Marlaska s’éloigne de United We Can et soutient la police: « Les attitudes des violents sont injustifiables »

Le ministre s’exprime avec la force que lui demandent les syndicats de policiers après «  l’attaque  » d’Echenique contre la police anti-émeute

Fernando Grande-Marlaska, lors de son apparition au Congrès.

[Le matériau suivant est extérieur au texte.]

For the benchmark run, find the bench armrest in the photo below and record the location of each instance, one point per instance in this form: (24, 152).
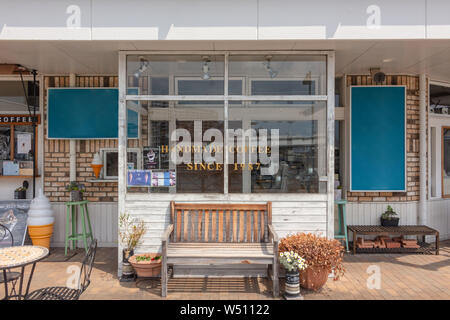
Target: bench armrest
(273, 236)
(167, 233)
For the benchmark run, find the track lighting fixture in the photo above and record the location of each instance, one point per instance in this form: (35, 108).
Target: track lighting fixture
(205, 68)
(272, 73)
(142, 67)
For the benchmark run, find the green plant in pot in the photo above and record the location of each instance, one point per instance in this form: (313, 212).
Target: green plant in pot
(389, 218)
(20, 193)
(131, 231)
(322, 256)
(76, 191)
(292, 263)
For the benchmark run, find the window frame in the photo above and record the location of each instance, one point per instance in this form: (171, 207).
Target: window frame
(104, 151)
(328, 98)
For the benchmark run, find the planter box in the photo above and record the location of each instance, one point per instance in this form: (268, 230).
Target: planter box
(146, 269)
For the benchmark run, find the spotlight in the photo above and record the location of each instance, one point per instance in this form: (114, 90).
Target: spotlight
(272, 73)
(143, 66)
(205, 68)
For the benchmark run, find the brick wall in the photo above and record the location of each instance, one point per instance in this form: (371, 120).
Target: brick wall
(56, 152)
(412, 140)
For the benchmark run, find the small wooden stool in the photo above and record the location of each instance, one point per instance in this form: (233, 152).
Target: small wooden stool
(72, 210)
(341, 204)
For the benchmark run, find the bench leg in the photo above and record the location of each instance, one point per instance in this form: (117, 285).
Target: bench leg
(276, 286)
(164, 277)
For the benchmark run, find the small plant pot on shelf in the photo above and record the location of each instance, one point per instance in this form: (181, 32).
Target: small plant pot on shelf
(76, 195)
(20, 194)
(393, 222)
(147, 265)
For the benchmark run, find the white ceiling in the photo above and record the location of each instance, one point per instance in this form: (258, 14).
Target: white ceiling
(352, 56)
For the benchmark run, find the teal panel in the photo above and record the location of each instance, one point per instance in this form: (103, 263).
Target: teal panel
(85, 113)
(378, 139)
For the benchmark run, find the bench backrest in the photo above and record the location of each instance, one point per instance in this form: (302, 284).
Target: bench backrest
(218, 222)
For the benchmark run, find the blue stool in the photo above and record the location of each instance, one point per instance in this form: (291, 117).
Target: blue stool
(342, 235)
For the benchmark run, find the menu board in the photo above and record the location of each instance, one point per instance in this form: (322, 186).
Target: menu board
(151, 157)
(151, 178)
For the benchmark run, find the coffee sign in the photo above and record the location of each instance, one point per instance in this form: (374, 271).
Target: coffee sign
(21, 119)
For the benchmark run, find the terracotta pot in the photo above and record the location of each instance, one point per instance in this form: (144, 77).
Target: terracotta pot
(41, 235)
(313, 278)
(146, 269)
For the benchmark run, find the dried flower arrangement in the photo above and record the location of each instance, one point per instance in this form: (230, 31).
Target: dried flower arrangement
(317, 251)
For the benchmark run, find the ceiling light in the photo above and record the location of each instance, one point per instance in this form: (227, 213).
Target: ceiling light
(142, 68)
(205, 68)
(272, 73)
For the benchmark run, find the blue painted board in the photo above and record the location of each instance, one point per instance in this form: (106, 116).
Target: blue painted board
(378, 139)
(86, 113)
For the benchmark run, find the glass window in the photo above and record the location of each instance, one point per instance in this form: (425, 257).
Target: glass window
(278, 151)
(281, 74)
(446, 161)
(273, 146)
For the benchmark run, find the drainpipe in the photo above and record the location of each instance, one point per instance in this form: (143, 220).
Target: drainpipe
(423, 214)
(73, 146)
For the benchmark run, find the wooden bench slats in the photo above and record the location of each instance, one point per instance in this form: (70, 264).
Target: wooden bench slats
(219, 206)
(227, 225)
(216, 233)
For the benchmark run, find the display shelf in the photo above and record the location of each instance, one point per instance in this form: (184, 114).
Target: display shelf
(26, 177)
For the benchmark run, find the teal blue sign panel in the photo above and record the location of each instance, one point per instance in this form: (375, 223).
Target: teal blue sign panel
(378, 139)
(85, 113)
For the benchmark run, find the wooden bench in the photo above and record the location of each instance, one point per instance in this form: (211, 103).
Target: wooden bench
(217, 234)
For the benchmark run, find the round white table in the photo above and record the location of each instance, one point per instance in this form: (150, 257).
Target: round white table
(20, 257)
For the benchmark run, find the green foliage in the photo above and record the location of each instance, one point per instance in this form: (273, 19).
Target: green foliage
(389, 214)
(74, 186)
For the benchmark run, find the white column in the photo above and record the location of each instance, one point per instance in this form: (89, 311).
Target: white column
(122, 152)
(330, 144)
(73, 143)
(422, 217)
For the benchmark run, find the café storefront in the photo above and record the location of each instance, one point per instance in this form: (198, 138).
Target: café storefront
(231, 128)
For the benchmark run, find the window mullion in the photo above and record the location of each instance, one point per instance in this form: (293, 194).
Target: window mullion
(225, 125)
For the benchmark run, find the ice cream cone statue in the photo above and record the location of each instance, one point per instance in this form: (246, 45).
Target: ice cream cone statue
(40, 221)
(97, 165)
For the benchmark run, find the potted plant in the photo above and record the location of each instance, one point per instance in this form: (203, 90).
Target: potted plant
(147, 264)
(389, 218)
(292, 262)
(76, 191)
(20, 193)
(130, 233)
(322, 256)
(338, 193)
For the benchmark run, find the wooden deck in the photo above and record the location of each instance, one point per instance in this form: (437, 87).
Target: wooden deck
(402, 277)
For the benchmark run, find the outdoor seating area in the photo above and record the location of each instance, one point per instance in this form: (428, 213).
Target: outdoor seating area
(402, 277)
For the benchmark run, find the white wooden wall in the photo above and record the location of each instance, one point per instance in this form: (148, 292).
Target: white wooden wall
(104, 221)
(288, 216)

Fernando Grande-Marlaska, lors de son apparition au Congrès.
EFE BASSIN

  • Manifestation.

    Les syndicats de police explosent et demandent au gouvernement d’intervenir

Fernando Grande-Marlaska a renforcé son soutien à la Police sans fissures ni demi-mesures, comme le lui ont demandé hier mercredi les syndicats de police après le porte-parole de United We Can, Pablo Echenique, de l’avis de beaucoup, encouragera les manifestations de rue contre l’emprisonnement du rappeur Pablo Hasl.

Le ministre a ainsi secoué l’accusation de tiédeur dans son message et, preuve que cette polémique occupe une place prépondérante dans son agenda, a profité des premières minutes de son intervention à la commission de l’Intérieur du Congrès des députés, dans laquelle rend compte de sa gestion pendant la tempête «Filomena», pour se dissocier – cette fois à haute voix depuis hier, il a utilisé les réseaux sociaux – de la position de United We Can.

Grande Marlaska a exprimé avec force sa défense de la Corps de police national S’éloigner de la position de United We Can, qui jusqu’à présent a évité de condamner les émeutes qui ont déjà représenté 45 arrestations, manifestants et policiers blessés et des dégâts matériels considérables.

Au début de son discours, il a eu des mots de reconnaissance et de soutien pour les agents. «C’est la police nationale qui garantit les droits et libertés de toute la société au sein d’une minorité qui, avec une mauvaise conception des droits, utilise la violence».

« Ce sont des attitudes injustifiables dans une société démocratique et, d’ici, toute ma reconnaissance aux agents publics de la police nationale et au reste des forces et organes de sécurité », a condamné le ministre de l’Intérieur. « 

Lundi soir, au plus fort des manifestations citoyennes à la Puerta de Sol et à Barcelone, Echenique a utilisé son compte Twitter pour lancer un message incendiaire.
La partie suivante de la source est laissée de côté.